Cada posición de la mujer sobre la silla sugiere que existe un ejercicio independiente del otro dentro de la secuencia. O eso es lo que la diferencia en las posturas y las partes trabajadas del cuerpo le hacen creer. La primera posición se enfoca sobre uno de los pies en movimiento circunvalatorio. La segunda pone su énfasis en la flexión de brazos junto con la inclinación y espiración correspondiente. La tercera mantiene la pierna derecha sobre el respaldo de la silla, deja caer el brazo derecho e inclina el tronco expeliendo el aire de la mujer. 

Si se atiende a la integridad de cada ejercicio por sí solo, se puede entender su carácter autónomo, y focalizado estratégicamente en las partes descritas. Pero si el observador atiende al montaje de las fotografías, puede recrear una posible secuencia, una sola rutina consistente en tres etapas, pudiendo alternarse el número de movimientos en cada una de acuerdo a las exigencias gimnásticas. 
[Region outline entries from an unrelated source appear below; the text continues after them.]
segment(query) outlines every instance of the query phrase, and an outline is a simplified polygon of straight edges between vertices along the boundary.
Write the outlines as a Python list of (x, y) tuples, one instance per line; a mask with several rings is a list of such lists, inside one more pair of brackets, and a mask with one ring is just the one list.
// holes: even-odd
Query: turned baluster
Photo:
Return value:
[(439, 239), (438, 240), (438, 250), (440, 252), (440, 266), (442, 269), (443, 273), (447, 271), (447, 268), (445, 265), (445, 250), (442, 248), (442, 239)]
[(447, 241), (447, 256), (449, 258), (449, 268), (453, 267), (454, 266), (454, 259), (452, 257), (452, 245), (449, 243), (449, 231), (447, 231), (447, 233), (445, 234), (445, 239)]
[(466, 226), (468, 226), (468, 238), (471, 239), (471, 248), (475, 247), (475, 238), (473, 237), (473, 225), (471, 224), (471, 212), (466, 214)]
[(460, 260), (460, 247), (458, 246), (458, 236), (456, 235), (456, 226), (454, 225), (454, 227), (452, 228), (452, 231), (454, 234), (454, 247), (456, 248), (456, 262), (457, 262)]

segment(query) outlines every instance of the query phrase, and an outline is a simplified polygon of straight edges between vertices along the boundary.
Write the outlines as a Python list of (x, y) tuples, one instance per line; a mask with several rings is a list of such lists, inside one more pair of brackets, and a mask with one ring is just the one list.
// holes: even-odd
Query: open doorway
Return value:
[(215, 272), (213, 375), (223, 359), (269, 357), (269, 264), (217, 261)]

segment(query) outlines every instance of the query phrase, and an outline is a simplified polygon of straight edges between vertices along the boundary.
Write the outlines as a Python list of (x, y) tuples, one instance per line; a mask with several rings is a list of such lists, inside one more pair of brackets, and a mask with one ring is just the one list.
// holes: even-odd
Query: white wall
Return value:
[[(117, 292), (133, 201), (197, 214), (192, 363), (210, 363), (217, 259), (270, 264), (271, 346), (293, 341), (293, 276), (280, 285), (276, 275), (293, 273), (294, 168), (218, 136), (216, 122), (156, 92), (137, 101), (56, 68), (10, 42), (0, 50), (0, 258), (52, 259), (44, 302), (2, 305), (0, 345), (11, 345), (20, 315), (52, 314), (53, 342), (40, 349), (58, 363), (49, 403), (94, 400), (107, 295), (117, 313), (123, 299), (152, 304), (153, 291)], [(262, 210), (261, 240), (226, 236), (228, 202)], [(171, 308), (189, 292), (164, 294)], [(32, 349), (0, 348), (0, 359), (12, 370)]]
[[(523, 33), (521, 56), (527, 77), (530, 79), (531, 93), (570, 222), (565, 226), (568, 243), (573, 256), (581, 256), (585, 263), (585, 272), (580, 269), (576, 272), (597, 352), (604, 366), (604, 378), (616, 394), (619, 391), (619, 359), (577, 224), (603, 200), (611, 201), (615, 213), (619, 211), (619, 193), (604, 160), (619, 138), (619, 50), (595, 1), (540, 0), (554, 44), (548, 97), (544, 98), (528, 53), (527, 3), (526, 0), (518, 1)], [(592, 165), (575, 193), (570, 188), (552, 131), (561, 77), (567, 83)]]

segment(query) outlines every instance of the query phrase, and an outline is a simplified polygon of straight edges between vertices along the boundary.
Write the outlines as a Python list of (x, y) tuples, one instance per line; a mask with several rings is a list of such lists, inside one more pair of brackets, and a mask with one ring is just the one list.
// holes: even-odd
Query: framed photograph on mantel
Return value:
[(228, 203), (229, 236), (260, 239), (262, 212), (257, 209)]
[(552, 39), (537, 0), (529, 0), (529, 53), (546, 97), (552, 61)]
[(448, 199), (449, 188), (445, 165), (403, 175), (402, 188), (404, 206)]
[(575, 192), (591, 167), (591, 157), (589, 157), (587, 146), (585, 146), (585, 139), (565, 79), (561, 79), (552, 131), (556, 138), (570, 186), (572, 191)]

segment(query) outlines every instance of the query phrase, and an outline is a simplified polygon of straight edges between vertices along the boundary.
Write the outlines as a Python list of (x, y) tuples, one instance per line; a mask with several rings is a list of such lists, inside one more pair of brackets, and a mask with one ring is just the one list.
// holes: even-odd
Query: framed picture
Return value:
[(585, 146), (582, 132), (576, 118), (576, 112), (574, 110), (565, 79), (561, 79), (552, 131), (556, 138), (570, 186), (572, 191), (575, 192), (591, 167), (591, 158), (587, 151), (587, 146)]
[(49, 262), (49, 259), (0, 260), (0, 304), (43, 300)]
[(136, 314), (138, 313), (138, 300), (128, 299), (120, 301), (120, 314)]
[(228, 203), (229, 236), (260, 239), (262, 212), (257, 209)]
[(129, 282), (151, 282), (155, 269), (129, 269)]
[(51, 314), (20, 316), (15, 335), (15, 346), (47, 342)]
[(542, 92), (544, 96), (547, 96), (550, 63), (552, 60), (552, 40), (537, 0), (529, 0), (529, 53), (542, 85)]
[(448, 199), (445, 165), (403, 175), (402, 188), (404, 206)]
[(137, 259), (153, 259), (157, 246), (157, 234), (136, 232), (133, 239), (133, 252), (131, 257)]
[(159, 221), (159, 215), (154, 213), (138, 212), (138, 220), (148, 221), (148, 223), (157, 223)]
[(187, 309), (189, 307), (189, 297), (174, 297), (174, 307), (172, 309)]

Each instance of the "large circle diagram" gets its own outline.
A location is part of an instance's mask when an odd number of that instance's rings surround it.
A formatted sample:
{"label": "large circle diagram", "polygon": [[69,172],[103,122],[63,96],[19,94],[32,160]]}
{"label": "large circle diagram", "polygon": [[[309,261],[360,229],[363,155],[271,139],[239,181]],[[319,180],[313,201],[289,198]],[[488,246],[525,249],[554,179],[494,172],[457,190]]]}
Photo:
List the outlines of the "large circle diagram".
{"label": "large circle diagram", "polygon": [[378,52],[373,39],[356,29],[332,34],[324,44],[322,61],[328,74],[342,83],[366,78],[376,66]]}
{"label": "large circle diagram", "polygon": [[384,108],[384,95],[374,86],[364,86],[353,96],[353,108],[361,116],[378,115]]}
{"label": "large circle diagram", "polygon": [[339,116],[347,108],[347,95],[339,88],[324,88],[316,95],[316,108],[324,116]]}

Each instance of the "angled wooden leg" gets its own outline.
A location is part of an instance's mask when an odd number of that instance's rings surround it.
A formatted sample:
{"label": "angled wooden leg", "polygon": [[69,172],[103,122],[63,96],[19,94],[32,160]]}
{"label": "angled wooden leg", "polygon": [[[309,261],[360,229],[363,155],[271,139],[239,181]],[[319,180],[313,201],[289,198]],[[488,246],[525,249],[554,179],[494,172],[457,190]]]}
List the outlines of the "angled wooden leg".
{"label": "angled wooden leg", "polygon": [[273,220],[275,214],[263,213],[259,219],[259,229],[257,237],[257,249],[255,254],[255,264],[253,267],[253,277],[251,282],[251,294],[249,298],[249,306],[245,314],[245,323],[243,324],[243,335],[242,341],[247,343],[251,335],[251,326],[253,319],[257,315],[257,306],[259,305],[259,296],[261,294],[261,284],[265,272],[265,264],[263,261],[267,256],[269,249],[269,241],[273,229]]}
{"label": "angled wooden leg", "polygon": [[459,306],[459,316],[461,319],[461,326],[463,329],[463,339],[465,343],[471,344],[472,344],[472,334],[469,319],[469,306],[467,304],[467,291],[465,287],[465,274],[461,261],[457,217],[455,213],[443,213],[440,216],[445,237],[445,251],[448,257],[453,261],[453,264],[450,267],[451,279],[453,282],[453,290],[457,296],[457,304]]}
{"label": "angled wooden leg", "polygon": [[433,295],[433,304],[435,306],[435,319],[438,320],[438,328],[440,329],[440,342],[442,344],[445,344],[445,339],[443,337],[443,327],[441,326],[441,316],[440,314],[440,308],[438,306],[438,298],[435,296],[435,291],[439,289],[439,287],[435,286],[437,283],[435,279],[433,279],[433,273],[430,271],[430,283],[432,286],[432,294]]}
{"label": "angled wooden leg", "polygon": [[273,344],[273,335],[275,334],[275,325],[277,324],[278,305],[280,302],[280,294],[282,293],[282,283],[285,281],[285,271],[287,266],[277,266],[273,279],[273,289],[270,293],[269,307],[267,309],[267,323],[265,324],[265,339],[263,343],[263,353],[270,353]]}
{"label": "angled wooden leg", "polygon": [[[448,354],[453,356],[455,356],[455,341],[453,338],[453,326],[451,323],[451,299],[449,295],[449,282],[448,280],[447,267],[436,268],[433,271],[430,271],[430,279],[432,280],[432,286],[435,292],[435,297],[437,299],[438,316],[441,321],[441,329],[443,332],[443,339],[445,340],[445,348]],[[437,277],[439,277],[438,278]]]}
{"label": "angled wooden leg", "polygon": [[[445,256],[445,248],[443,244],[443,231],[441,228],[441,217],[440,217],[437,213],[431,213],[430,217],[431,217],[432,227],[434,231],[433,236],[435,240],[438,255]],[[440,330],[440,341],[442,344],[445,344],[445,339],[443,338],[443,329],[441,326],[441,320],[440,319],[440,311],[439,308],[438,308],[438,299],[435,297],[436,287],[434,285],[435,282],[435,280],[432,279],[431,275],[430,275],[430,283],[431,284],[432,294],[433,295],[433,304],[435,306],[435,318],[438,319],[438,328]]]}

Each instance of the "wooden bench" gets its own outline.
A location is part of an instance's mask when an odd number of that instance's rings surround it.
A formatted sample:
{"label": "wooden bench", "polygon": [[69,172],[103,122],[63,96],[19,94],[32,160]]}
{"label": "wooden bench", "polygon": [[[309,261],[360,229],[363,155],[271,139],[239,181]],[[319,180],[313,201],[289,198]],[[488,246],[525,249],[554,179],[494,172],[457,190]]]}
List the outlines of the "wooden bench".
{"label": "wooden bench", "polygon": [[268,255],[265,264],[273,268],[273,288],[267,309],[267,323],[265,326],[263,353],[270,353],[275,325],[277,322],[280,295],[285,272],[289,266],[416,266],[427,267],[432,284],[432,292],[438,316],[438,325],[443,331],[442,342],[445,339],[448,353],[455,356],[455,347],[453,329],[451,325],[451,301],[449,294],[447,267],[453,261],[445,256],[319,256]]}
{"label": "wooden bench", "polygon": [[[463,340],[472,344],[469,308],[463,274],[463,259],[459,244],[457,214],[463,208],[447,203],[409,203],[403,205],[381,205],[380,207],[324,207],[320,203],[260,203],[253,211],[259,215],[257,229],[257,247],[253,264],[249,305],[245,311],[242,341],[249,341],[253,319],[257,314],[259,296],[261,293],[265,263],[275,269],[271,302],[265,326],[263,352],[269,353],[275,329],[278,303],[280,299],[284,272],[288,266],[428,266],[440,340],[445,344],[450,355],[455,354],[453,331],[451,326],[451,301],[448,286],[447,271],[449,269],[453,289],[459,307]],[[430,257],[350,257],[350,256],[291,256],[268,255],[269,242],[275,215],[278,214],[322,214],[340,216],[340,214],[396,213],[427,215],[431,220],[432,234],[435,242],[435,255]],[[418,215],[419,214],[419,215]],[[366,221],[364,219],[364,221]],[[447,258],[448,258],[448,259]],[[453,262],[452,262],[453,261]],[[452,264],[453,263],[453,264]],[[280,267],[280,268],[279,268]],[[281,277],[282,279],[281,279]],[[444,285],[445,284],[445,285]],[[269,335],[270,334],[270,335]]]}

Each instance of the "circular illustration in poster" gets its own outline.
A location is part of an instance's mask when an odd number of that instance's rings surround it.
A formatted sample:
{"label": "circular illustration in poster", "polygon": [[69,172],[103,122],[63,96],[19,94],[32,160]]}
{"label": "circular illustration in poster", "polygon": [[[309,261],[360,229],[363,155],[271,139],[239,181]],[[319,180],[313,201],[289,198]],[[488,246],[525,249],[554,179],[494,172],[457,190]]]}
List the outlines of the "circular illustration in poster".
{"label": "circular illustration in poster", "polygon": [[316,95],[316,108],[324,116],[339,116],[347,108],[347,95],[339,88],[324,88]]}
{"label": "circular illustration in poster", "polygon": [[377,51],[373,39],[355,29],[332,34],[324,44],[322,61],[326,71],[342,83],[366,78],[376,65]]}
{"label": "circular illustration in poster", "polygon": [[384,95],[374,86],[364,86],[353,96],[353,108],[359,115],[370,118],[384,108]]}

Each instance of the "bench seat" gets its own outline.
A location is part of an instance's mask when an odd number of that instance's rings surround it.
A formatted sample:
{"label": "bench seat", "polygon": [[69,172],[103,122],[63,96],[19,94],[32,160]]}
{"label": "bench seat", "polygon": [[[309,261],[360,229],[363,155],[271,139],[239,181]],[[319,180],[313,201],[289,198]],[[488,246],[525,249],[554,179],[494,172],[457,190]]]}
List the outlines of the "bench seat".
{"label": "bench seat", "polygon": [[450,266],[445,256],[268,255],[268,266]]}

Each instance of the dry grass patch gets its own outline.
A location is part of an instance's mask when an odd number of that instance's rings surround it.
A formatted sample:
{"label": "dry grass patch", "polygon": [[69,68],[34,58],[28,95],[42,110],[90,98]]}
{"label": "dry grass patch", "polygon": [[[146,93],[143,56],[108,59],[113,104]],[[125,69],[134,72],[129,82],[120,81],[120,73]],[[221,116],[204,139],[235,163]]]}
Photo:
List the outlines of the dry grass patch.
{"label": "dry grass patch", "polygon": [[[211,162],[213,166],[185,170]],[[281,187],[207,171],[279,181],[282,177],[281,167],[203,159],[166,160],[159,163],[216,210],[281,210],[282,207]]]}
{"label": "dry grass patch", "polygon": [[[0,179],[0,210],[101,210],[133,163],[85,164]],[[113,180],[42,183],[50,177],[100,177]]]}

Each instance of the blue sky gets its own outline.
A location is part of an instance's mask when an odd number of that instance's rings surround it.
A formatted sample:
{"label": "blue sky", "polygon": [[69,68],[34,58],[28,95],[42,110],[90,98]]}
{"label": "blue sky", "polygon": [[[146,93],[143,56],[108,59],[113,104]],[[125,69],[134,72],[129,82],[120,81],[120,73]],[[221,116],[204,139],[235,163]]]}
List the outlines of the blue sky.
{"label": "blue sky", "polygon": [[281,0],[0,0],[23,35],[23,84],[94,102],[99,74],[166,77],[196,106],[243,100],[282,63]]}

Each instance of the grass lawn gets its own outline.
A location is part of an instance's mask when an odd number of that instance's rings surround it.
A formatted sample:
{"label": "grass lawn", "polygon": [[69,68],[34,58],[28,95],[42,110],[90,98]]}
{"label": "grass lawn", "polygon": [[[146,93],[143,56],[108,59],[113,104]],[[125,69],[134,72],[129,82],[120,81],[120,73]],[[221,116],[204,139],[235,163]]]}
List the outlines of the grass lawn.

Considerando lo anterior, es posible concebir la progresión de la anatomía de la mujer desplegada a través de esta serie de ejercicios. Solo uno de los pies, el derecho, acaba por hacer contacto con la silla, en la tercera etapa. Las manos, por su parte, alcanzan a tocar la silla solo en la parte intermedia. La espalda se arquea de manera prolongada siguiendo el movimiento del brazo hacia la última etapa. Y la cabeza es la única parte del cuerpo que se dobla hacia adelante o hacia abajo en dos ocasiones, mediando la primera y la tercera etapa a través de una suerte de continuo. 

De ese modo, durante la segunda etapa, son los brazos los articuladores protagonistas, sobre los cuales recae toda la carga del dinamismo de la mujer, conservando el resto de su cuerpo la estricta posición recta y evitando cualquier fuerza inútil, desperdiciada, fuera de rutina. 

La mirada de la mujer, en este punto, es aquello que permanece ajeno a las zonas trabajadas, a la sombra de la gimnasia, pero que, sin duda, interviene activamente, poniendo toda su atención sobre el pie circunvalado, el respaldo de la silla y el suelo, zonas gravitantes en las cuales recaerá todo el peso de la inercia, el límite palpable del poder subyacente a la imagen y su carga cinética.



Fuentes

1.- Revista Mecánica Popular - Volumen 20 - Febrero 1957 - Número 2

2.- Enciclopedia práctica Jackson. Conjunto de conocimientos para la formación autodidáctica – Tomo III – 1955 – Quinta edición.